CubeBench: Diagnosing Interactive, Long-Horizon Spatial Reasoning under Partial Observations¶
Conference: ICLR 2026
OpenReview: https://openreview.net/forum?id=MCmQyZ9Gxa
Code: https://cubebench.c7w.tech/
Area: LLM Evaluation / Agent Benchmark / Spatial Reasoning
Keywords: Spatial Intelligence, Long-horizon Planning, Partial Observability, POMDP, Rubik's Cube, LLM Agent
TL;DR¶
CubeBench is a generative benchmark with three difficulty tiers based on the Rubik's Cube. It isolates three core cognitive abilities—spatial reasoning, long-horizon mental simulation, and active exploration under partial observation—from perception. Findings reveal that all major LLMs, including GPT-5, achieve a consistent 0.00 pass rate on long-horizon tasks.
Background & Motivation¶
Background: LLM agents are highly capable in digital environments (coding, web navigation, tool use). The next grand objective is deployment in the physical world, which requires constructing and maintaining a robust "spatial mental model" in the mind.

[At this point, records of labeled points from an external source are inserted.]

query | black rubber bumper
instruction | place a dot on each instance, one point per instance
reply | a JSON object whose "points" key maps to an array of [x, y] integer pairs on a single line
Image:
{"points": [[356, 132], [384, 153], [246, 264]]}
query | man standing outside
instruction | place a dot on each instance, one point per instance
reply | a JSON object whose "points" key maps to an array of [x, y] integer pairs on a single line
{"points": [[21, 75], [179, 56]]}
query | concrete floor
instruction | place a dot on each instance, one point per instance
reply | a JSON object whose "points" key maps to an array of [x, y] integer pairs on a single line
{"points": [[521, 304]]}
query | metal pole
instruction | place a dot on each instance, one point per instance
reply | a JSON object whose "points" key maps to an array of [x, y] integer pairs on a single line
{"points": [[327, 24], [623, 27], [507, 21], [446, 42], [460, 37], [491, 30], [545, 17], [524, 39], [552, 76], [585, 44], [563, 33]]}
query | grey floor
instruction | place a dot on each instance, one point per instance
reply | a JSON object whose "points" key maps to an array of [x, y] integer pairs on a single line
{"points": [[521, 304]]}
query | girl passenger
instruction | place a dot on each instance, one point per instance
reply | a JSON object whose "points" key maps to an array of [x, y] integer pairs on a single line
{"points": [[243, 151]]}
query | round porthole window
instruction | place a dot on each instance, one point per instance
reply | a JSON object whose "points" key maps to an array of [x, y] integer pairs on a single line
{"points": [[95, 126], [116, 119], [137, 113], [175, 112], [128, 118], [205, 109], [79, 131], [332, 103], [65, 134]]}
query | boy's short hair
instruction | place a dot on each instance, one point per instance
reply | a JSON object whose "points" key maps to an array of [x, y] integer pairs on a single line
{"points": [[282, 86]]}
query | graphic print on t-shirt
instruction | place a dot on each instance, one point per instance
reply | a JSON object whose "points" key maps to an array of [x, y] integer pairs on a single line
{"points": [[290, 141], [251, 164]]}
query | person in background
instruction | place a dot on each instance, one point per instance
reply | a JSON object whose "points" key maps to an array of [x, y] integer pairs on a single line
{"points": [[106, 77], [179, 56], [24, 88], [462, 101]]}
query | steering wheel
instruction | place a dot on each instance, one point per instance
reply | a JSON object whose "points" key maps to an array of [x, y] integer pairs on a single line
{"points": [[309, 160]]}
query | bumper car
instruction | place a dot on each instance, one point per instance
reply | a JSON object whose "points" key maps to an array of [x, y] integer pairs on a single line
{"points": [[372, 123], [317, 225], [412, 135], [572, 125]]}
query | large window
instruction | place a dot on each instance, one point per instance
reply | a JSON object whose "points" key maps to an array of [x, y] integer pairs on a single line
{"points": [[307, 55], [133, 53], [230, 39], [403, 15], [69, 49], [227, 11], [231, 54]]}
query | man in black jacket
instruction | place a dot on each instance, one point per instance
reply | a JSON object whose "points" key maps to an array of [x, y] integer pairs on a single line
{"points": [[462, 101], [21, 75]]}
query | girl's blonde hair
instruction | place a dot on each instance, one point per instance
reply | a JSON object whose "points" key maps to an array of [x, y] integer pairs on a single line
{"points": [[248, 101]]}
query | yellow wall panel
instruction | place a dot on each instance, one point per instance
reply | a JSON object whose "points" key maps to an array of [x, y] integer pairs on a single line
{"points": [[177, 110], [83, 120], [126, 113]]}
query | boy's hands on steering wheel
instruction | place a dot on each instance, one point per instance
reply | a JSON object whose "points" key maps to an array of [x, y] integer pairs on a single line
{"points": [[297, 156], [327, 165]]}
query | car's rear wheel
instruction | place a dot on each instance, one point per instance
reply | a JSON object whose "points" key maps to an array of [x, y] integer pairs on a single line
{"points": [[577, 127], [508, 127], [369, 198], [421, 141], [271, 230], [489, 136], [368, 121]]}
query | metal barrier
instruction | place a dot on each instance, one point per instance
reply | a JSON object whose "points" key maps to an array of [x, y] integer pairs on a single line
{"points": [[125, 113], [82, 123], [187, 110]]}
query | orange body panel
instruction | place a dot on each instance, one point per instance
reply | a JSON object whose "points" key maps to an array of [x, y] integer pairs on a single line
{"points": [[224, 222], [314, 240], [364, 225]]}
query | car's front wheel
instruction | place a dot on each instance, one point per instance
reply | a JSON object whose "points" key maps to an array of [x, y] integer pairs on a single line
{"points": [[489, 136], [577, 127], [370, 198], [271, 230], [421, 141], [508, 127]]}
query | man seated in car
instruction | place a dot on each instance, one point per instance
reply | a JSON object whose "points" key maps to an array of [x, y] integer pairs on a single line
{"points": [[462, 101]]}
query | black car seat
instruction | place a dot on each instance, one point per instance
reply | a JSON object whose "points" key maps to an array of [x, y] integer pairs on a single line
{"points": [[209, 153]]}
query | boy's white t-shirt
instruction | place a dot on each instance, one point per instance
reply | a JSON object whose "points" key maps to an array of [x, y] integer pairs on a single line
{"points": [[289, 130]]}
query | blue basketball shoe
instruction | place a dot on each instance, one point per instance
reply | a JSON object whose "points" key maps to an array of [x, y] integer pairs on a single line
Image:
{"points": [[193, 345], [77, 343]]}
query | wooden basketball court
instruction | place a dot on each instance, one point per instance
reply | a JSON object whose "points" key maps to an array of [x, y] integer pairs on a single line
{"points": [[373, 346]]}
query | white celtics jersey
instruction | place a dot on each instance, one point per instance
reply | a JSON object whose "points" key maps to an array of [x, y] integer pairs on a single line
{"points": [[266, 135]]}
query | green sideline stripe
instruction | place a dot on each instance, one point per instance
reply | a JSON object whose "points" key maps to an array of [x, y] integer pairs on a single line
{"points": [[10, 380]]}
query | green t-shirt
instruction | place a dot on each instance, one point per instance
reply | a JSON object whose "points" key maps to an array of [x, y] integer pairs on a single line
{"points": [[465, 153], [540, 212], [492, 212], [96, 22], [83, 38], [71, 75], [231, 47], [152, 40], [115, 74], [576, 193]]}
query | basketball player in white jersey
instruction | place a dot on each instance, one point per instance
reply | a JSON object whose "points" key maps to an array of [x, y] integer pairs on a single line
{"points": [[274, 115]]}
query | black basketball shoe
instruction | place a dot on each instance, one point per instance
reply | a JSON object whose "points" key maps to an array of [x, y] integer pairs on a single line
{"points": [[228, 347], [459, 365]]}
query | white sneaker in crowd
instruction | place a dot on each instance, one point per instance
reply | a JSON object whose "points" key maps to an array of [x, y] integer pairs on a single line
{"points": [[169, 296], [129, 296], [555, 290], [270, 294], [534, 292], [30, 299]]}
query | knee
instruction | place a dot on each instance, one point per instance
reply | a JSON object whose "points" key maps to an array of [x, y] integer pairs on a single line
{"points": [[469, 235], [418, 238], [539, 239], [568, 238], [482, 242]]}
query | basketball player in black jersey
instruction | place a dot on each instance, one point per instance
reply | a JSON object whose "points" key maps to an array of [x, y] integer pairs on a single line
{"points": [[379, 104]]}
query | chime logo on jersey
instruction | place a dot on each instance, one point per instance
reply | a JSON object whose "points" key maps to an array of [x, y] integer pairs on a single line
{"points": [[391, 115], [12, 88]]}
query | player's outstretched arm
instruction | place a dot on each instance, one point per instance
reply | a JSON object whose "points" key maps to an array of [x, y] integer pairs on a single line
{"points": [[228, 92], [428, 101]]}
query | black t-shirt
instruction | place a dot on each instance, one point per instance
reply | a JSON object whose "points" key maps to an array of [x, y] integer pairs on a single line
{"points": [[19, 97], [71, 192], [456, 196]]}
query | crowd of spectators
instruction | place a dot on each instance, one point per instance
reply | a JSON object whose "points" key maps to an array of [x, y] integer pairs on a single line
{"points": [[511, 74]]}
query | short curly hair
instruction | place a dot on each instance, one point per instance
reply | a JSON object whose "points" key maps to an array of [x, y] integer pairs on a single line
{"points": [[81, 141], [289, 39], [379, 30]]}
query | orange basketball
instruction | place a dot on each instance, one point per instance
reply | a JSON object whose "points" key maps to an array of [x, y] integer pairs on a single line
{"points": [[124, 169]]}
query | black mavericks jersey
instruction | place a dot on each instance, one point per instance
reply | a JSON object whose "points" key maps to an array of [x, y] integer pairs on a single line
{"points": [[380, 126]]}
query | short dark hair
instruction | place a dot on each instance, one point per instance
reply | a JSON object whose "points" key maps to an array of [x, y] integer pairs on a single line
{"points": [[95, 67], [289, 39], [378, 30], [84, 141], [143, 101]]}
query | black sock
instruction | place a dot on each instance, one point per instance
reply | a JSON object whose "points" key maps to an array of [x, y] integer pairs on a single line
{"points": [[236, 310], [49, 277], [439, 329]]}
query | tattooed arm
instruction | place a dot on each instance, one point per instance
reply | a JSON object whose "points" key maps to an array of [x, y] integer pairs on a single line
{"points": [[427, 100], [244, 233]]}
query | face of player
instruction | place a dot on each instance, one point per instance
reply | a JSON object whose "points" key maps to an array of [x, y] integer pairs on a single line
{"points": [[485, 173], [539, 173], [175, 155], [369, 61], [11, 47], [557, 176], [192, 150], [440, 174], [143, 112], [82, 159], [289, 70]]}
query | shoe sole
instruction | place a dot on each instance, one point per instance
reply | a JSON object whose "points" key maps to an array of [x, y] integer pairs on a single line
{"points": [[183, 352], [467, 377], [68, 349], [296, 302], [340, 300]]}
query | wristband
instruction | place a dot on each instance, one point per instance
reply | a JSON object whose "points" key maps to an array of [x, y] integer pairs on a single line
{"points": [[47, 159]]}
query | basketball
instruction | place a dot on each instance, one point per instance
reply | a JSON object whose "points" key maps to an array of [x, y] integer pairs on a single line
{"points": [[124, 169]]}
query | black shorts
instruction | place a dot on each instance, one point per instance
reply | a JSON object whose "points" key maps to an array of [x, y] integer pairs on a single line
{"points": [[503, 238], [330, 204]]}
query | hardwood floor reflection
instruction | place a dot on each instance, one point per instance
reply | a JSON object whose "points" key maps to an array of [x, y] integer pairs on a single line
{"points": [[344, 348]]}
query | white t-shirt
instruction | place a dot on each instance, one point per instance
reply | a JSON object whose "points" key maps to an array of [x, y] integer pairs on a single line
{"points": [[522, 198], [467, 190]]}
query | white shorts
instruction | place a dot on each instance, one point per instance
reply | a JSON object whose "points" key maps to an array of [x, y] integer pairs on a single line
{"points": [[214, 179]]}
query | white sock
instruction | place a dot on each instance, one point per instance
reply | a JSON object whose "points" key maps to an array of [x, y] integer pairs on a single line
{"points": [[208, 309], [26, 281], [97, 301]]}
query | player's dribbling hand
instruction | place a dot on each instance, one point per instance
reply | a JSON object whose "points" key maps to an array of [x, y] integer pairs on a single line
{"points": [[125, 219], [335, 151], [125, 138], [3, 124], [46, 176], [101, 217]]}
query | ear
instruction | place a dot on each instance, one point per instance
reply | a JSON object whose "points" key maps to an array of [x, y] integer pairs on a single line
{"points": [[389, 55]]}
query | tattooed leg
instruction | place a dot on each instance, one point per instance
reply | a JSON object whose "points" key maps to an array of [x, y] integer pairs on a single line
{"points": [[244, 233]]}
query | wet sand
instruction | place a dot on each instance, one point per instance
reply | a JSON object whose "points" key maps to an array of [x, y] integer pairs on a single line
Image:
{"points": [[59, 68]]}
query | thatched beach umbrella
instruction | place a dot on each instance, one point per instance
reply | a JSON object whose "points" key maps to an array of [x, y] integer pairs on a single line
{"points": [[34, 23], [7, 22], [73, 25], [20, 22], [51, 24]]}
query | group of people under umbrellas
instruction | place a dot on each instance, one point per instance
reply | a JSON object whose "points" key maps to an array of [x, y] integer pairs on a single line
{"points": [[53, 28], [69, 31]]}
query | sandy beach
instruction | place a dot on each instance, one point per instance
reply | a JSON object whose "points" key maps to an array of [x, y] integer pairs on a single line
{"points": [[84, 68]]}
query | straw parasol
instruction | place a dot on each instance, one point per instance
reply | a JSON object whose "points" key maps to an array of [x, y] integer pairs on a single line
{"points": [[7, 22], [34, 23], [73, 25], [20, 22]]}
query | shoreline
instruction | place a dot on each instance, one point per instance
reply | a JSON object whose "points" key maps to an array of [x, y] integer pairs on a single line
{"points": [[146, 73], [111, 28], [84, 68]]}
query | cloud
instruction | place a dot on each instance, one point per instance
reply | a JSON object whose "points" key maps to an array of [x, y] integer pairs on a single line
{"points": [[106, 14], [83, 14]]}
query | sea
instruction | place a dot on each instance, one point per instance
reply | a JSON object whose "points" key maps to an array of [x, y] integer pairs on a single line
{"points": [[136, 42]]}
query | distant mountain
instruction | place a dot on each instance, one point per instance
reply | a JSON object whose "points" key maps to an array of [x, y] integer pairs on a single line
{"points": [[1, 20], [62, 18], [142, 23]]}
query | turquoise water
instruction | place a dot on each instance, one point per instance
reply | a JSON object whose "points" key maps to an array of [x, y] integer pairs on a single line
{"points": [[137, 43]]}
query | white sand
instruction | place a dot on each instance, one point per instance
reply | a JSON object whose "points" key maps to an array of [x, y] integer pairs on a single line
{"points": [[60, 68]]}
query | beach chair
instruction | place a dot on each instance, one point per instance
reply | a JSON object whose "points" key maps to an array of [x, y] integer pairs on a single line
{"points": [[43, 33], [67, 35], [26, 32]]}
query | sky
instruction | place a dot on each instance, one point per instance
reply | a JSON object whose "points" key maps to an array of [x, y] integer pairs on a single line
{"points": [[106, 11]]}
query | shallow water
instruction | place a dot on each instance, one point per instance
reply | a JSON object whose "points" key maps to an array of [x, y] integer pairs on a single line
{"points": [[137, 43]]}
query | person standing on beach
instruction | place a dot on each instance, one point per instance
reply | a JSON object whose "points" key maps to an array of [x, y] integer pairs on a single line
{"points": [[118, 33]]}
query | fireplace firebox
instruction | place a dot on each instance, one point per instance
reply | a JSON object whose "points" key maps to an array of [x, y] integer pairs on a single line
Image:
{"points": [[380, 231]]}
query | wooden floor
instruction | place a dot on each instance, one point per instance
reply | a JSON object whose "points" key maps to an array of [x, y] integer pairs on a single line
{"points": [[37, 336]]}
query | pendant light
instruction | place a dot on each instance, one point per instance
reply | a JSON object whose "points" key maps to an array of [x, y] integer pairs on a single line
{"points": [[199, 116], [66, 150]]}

Limitations of Prior Work: Existing agent benchmarks cannot cleanly diagnose this ability. Search/GUI benchmarks are mostly 2D with explicit states, lacking 3D reasoning. Code/Gym environments involve long-horizon state tracking but lack 3D geometric understanding. Embodied Simulators involve all three abilities but couple them with complex visual perception, making it impossible to distinguish between cognitive and perceptual failures. The most related work, MindCube, only tests reasoning in static 3D scenes without long-horizon, state-changing interactions.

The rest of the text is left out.